Закончился их разговор на том, что Феликс так громко чихнул, что заставил облезлого кота вскочить на ноги, и поднимая облака новой пыли, унестись куда-то за груду истертых временем книг.
***
День Красного Ликования ворвался в Эль-Хафа сполохом ярких шуршащих лент и смешных карнавальных костюмах, сделанных из пестрых перьев и радужной бумаги. Многоцветные реки народа текли по маленьким улочкам, собираясь в шумные волны на площадях, где молодые факиры с еще большим остервенеем крутили свои огненные булавы, а без умолку трещащие шуты, под пьяный смех толпы, всячески норовили подпортить сосредоточенным артистам их опасное выступление. Тут и там толстые священники с румяными от ягодного вина щеками возносили молитвы своим звучным басом, перебивая мелодичные трели флейт, мандолин и звонких бубнов. А когда им надоедало в сотый раз благословлять пухлые бочки с вином, они, поправляя сползшие венки из листьев шести священных древ, грузно подходили неустойчивой походкой к этим самым бочкам, и подставляли широкие рукава сутан, в которых были спрятаны меха, под алые струи священного напитка. И даже приезд преподобного Деуста Салливана, главы релиморской церкви, не заставил их отойти от давних традиций напиваться до потери сознания, которым они были преданы не меньше, чем самому верховному архиепископу. И лишь некоторые, более старые и тощие монахи, зло посматривали на своих разгульных братьев, время от времени отвешивая по их розовым щекам звонкие пощечины, что тоже было частью давней традиции. Ведь именно пощечину в награду за сотворенное им чудо получил пресвятой Еменехильдо в тогда еще языческом Белтейне. И даже обычно робкие послушницы из церкви Силестии, к которой этот праздник не имел никакого отношения, весело смеялись, когда очередному монаху прилетал громкий шлепок по красным щекам.

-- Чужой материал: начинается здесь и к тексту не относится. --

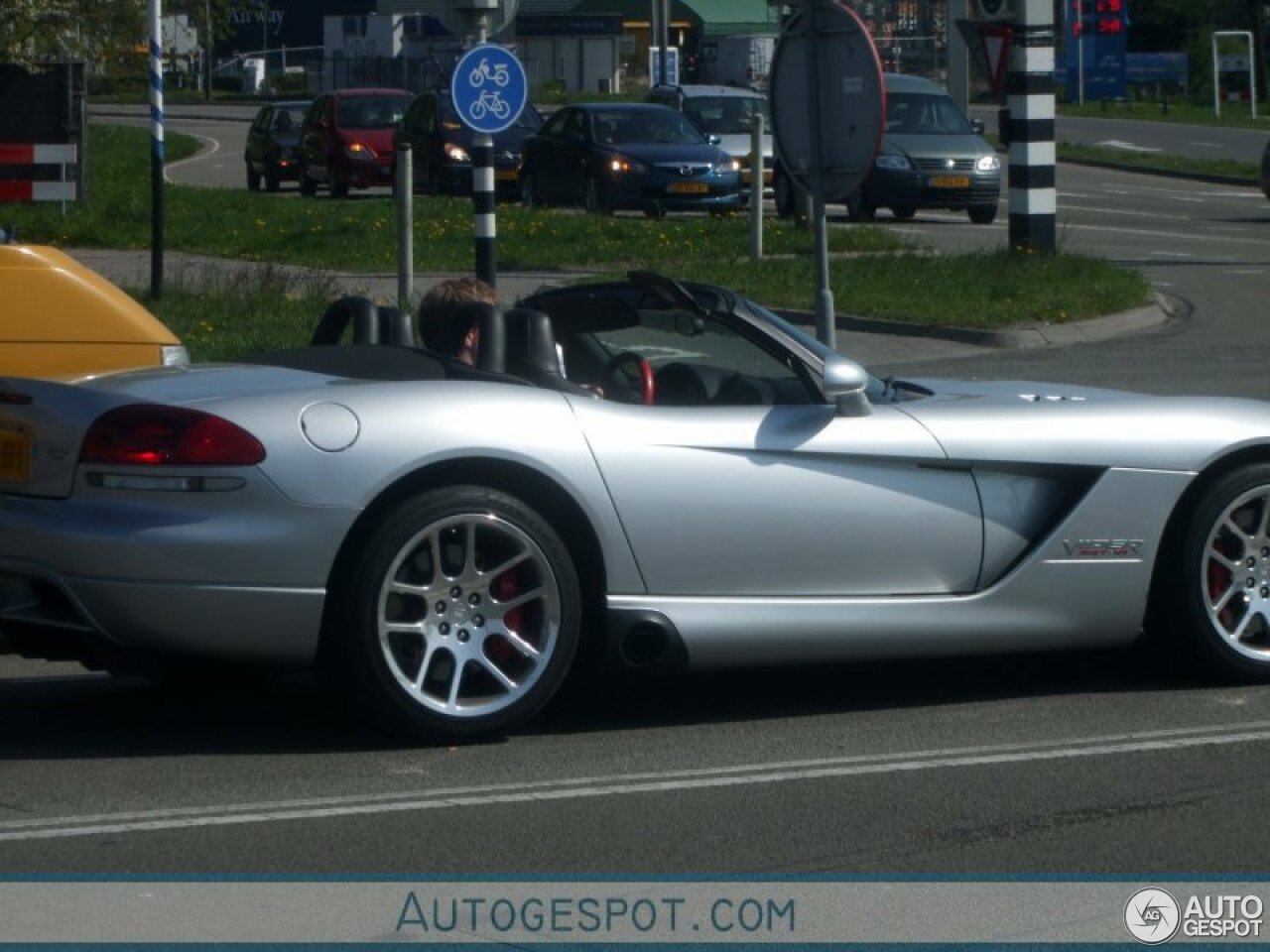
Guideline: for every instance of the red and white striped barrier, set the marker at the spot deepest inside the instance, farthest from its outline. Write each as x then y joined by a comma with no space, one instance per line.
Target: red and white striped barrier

Феликс плыл в этом полном огней и красок море, тоже облаченный в костюм, но не такой выразительный, как яркие одежды окружающих его людей. Сейчас на нем была надета широкая алая мантия архивного смотрителя Ярички. К ней прилагались несколько сумок, в которых положено находиться разным письменным принадлежностям, кисточкам и щеткам. Но наполнены они были отнюдь не этим. В кожаной сумке лежали отмычки и цепи, вязкое масло, сменная одежда, увеличительные стекла и наводящие морок порошки. Хоть Феликс и был уверен, что такими трюками не одурманить закаленный молитвами разум святых капелланов, но вот против обычных стражников порошок может оказаться очень даже полезным. Так же ему пришлось подстричь свои соломенные волосы «под горшок», чтобы соответствовать скромной церковной моде.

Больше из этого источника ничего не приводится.